I think you can use missing()
to check if eval_metric
was not passed, and do something like this:
if (missing(eval_metric)){
print("Using early stopping without specifying an eval metric. In XGBoost 1.3.0, the default metric used for early stopping was changed from 'accuracy' to 'logloss'. To suppress this warning, explicitly provide an eval_metric")
}
does LightGBM use logloss for L2 regression objective?
In LightGBM, if you use objective = "regression"
and don't provide a metric
, L2 is used as objective and as the evaluation metric for early stopping.
For example, if you do this with {lightgbm}
3.0.0 in R, you can test with something like this
library(lightgbm)
data(agaricus.train, package = "lightgbm")

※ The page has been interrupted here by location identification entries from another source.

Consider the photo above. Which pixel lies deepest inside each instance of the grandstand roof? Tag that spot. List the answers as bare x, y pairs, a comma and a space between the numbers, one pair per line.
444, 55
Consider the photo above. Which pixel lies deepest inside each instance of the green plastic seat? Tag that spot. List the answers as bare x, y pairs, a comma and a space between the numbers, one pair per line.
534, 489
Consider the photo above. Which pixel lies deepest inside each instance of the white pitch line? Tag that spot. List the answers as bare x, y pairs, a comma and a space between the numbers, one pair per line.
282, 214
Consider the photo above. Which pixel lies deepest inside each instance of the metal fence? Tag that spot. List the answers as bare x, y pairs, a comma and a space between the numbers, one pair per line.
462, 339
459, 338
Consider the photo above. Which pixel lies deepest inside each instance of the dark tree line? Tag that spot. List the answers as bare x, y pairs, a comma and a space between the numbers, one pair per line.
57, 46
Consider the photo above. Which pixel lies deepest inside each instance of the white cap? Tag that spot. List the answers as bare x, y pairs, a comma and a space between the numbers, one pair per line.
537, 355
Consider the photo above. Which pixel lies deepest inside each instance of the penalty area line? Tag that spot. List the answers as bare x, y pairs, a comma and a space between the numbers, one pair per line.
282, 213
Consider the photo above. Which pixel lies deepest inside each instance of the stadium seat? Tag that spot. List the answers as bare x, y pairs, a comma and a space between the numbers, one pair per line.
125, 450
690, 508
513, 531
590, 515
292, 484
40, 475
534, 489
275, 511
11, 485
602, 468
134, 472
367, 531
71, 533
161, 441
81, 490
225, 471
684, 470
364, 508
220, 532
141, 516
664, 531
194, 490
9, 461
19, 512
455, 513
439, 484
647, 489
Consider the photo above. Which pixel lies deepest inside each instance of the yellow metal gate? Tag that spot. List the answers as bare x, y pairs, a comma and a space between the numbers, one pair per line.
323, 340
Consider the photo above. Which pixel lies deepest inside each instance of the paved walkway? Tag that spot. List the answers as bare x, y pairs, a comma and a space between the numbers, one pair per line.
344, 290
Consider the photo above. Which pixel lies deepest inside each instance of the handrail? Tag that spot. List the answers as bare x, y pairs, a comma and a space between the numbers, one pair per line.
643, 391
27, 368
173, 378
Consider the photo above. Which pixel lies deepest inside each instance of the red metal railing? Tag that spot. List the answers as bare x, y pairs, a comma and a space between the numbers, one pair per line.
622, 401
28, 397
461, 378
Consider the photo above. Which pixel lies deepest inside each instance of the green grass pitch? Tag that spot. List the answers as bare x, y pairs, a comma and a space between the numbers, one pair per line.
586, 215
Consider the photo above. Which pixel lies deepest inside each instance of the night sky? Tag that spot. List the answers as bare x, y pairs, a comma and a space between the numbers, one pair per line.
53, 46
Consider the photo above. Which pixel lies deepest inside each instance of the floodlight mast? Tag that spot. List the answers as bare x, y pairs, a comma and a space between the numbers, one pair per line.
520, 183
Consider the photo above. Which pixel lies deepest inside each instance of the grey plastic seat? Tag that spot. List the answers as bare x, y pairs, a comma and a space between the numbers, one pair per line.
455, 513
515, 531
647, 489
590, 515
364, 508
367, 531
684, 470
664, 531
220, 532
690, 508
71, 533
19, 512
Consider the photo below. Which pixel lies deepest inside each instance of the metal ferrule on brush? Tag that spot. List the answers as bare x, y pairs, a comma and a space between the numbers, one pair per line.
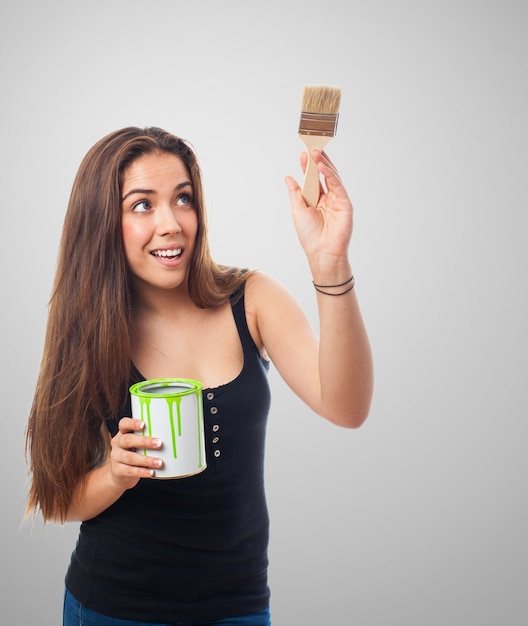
323, 124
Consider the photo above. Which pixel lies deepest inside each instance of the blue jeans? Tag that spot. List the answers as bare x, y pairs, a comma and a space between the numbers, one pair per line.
77, 615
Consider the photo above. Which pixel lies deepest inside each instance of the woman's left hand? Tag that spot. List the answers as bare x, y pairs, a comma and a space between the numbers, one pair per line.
325, 230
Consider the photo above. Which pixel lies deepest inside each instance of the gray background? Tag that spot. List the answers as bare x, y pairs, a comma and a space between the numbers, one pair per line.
420, 516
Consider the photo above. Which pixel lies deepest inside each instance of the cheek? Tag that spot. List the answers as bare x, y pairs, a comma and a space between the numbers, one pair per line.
131, 235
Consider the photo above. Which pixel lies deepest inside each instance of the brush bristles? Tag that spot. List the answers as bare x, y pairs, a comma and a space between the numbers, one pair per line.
319, 114
321, 99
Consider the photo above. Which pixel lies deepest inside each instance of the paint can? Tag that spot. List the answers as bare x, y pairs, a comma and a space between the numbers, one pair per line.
172, 410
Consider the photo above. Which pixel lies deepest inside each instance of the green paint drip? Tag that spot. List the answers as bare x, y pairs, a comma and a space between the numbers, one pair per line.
200, 426
144, 404
170, 403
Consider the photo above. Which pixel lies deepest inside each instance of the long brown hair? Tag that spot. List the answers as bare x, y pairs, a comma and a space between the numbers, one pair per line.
85, 369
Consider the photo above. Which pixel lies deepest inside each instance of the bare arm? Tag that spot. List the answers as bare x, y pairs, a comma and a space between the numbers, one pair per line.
333, 374
106, 484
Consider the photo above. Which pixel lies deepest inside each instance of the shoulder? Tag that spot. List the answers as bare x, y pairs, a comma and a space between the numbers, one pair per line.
271, 310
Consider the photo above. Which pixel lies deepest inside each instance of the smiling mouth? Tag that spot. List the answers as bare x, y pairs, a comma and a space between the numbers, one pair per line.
167, 254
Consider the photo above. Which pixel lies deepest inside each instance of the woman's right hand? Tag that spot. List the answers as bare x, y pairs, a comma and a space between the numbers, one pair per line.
127, 466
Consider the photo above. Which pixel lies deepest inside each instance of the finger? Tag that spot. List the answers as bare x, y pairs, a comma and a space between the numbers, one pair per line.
135, 459
130, 425
130, 440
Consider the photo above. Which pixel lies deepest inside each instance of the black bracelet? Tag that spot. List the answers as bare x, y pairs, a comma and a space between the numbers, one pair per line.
341, 293
350, 280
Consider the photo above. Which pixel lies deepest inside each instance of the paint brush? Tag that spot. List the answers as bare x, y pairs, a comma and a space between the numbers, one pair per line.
319, 113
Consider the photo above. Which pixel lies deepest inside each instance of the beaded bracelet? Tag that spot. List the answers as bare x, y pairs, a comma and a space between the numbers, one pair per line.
320, 288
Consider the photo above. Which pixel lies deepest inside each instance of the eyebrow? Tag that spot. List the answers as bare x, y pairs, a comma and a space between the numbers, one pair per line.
151, 191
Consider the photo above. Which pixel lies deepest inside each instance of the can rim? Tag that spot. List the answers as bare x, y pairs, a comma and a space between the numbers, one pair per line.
137, 389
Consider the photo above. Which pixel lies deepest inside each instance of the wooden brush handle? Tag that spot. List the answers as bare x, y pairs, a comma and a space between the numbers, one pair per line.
311, 187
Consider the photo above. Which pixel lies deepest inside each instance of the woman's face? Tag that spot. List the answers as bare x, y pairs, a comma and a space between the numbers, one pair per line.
159, 220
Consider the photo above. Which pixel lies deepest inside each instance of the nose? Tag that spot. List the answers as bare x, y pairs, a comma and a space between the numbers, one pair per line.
167, 221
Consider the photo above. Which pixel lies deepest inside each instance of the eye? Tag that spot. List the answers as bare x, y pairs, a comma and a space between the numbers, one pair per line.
184, 199
141, 206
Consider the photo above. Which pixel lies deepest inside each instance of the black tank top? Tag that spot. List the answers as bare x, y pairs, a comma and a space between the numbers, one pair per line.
192, 549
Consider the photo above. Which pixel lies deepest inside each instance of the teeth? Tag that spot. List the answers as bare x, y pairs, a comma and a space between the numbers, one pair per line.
167, 253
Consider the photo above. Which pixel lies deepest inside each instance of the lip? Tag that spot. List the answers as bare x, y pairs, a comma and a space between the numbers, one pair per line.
168, 260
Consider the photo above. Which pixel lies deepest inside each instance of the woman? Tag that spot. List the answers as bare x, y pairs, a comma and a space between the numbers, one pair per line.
138, 296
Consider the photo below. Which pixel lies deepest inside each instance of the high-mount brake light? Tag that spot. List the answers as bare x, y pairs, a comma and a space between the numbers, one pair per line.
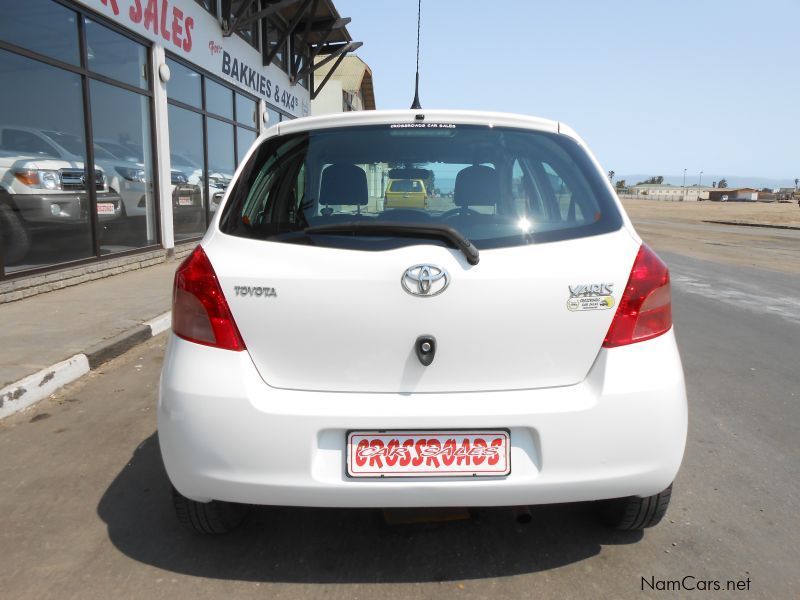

data(agaricus.test, package = "lightgbm")
train <- agaricus.train
test <- agaricus.test
bst <- lgb.train(
params = list(
objective = "regression"
, early_stopping_rounds = 5L
)
, data = lgb.Dataset(train$data, label = train$label)
, valids = list(
"valid1" = lgb.Dataset(
test$data
, label = test$label
)
)
, nrounds = 10L
)
@jameslamb Nice. Yes, let's throw a warning for a missing eval_metric
when early stopping is used. With the warning, the case I mentioned (reproducibility) is also covered, and we can change the default metric.
@mayer79 @lorentzenchr Thanks to the recent discussion, I changed my mind. Let us change the default metric with a clear documentation as well as a run-time warning.
@hcho3: Hard to say. I prefer to use the default because it makes the code more generic. Should we also consider switching to multi-logloss for multiclassification? I like the idea with the run-time warning very much.
@mayer79 Yes, let's change the default for multiclass classification as well.
To new contributors: If you're reading this and interested in contributing this feature, please comment here. Feel free to ping me with questions.